Osmanlı imparatorluğu sisteminde ise bin dört yüzlerin ilk çeyreğinde “Yârin yanağından gayrı her şey ortaktır!” şiarıyla Anadolu halklarını özel mülkiyetsiz komünal bolluğa çağıran Şeyh Bedreddin devrimini hatırlayabiliriz. Ege’de başlattığı çalışmada halkı hızla örgütleyip Aydın’da  ‘ortaklar’ kentini ve iktisadını kuran Şeyh Bedreddin’in yoldaşlarından Börklüce Mustafa’nın adını şimdi de biliyorsak bu, onun sadece bilinen destansı direnişi nedeniyle değildir. Börklüce Mustafa’nın direnişi kadar, “Beyazıt Paşa”nın direnişin bu önderine halkın önünde yaptığı işkenceye kattığı dehşettir de. Çarmıha gerilen Börklüce’nin diri diri kollarının, bacaklarının gövdesinden koparılması, en sonunda da kafasının kesilerek uzuvların her birini bir şehirde halka teşhir ettirilmesi de unutulmadı unutturulamadı.  Ayrıca Osmanlı tarihi boyunca bol bol kelle uçuran padişahların yanı sıra, kadı yargısının marifetiyle uygulanan falaka ve kırbacın paraladığı insan teninin, el, kol kesme, dil koparma, gözlere mil çekme ve omuzlarına kandil dikme… cezalarının Osmanlı’ya has bir “düzen kurma” olduğunu da hatırlamak gerekir. 

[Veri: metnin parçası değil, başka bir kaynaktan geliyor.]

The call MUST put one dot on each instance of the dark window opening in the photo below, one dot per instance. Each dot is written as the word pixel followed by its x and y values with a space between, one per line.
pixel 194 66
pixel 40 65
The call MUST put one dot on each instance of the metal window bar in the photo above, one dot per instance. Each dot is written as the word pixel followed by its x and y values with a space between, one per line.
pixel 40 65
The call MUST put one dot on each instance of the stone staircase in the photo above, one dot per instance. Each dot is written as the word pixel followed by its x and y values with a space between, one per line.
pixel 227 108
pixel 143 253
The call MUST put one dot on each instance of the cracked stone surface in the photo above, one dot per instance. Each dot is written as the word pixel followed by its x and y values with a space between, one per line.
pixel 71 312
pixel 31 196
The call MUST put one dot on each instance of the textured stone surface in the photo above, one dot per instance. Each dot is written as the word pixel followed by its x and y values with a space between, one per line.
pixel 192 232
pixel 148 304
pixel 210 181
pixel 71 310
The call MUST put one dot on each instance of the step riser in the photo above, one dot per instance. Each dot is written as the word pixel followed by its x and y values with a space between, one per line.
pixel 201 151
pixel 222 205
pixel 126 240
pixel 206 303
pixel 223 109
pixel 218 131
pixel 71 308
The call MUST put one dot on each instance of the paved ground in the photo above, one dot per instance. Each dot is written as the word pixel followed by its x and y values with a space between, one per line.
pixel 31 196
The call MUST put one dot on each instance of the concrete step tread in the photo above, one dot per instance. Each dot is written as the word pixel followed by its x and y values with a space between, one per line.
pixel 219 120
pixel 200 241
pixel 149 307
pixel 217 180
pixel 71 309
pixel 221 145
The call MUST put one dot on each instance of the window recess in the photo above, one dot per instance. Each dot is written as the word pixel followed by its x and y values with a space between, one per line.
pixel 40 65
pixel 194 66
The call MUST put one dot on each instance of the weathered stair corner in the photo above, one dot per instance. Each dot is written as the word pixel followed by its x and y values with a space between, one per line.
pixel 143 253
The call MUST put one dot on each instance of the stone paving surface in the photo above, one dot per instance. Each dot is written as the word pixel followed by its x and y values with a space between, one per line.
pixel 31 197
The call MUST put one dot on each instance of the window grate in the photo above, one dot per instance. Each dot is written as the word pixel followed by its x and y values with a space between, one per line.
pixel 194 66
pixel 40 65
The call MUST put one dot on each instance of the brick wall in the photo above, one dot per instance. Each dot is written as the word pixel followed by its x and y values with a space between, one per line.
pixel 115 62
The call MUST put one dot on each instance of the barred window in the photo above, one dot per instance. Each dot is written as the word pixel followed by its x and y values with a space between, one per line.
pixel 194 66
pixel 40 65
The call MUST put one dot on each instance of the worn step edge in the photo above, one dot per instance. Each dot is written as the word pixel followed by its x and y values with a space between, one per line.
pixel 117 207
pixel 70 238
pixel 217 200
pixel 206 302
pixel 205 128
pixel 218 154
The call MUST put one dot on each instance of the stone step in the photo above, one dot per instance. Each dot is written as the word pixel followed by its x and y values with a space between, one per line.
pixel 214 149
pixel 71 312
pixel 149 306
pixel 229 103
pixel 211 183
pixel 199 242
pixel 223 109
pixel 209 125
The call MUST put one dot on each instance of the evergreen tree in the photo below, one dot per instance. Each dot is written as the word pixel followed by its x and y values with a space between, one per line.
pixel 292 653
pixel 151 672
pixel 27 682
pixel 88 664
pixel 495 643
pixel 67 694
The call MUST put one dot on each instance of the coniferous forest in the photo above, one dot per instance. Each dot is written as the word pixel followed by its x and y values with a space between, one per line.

Özetle işkence bir sistem sorunudur. İnsanın insana, insanın emeğine; insanın türüne, doğasına yabancılaşmasının sonucu olarak ortaya çıkmış bir yöntem olarak; yönetilenlerin itiraz, direniş ve iradesini kırmak amaçlı kullandıkları bir sindirme, korkutma ve öldürme kurumudur.  Efendilerin kölelere, ağa ve beylerin köylülere; kapitalistlerin proleterlere; sömürgecilerin işgal ettikleri uluslara zorla dayattıkları statüyü korumak amaçlı başvurdukları bir araçtır. İnsanlık tarihinde özel mülkiyet temeli olup işkenceyi yönetme ve yıldırma amaçlı kullanmamış tek bir imparatorluk, krallık, padişahlık ve burjuva devletler yoktur. Olmadığı gibi işkence her imparatorluk, krallık, padişahlık ve devletin temelini attığı topraklar üzerindeki halkların tarihsel, ekonomik, kültürel özellerinin izini de taşımış olması nedeniyle nicelik, yöntem ve araç bakımından farklılıklar göstermiştir. Ancak kapitalizm çağında metanın kazandığı özgürlük emperyalizmle birlikte evrensel dolaşım için “vizesiz seyahat”e kavuşunca, işkence de meta ve sermayenin vahşi oburluğuna karşı mücadelenin olduğu her yere, tıpkı para gibi, meta gibi, sınırsız seyahat ve “süresiz oturum”la, emperyalist tekellerin çıkarlarıyla uyum sağlayan tüm faşist-feodal devletlere iştahla “hibe” edildi. Bugün artık sermaye gibi, işkence de bir yöntem, teknik ve kurum olarak “küresel” kimlik taşırken, işkencecilerin eğitimi de CIA ve Pentagon gibi istihbarat okullarında ve NATO kamplarında merkezileşti.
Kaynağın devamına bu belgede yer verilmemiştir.